The Saudis are kicking the barrel down the road. Saudi Energy Minister Prince Abdulaziz bin Salman announced an extra 1 million barrel-a-day (mbd) supply cut in July following a tense OPEC+ meeting in Vienna over the weekend. “Others in the group pledged to maintain existing cuts until the end of 2024,” Bloomberg reported, “though Russia made no commitment to curb output further and the United Arab Emirates secured a higher production quota for next year.”
The Saudi oil minister pledged at the meeting to do “whatever is necessary to bring stability to this market.” In the days prior, he had warned bears in the futures markets to “watch out.” The markets are likely to call his bluff.

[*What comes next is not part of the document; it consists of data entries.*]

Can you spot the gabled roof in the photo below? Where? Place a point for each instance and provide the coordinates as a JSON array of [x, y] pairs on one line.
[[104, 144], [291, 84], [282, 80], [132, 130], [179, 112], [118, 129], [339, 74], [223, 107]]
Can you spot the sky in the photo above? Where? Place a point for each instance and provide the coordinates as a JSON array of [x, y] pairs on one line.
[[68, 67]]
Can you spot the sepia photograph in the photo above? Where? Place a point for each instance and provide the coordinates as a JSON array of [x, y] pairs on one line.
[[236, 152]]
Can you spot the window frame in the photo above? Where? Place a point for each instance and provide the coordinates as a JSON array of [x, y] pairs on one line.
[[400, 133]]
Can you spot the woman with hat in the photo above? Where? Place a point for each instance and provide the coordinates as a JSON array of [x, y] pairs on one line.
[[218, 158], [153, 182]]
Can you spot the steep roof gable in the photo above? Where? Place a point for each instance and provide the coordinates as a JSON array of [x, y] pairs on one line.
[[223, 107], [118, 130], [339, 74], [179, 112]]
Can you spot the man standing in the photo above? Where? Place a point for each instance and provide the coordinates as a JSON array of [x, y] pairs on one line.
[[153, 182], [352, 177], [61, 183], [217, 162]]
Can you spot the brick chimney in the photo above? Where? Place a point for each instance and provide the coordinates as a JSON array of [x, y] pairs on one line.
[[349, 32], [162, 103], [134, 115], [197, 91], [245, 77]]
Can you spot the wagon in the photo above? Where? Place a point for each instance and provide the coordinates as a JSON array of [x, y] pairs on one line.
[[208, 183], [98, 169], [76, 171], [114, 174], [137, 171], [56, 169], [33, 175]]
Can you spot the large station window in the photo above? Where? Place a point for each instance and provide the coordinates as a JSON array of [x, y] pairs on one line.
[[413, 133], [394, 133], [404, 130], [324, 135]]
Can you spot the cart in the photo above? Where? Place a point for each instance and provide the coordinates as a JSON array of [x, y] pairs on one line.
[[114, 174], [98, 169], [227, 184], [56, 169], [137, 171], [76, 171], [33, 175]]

The Saudis’ problem isn’t bears in the futures market but rather too much world oil production and not enough world oil demand. Reducing their output by 1.0 mbd for one month isn’t likely to fix the imbalance. The problem is that the Russians are selling whatever they can at a discount to China and India. The US and Canada are pumping more oil. And global demand for oil has been weak, especially in China. China’s M-PMI was especially weak during May, when the index and its major components were all below 50.0 (chart).
Interestingly, both copper and oil prices are especially sensitive to developments in China. They diverged earlier this year when the price of copper rallied on expectations that the end of China’s Covid lockdowns would boost China’s economic activity significantly (chart). The crude price disagreed with copper's bullishness and seems to have been correct, as the price of copper has been falling since January 26 on disappointing economic news from China.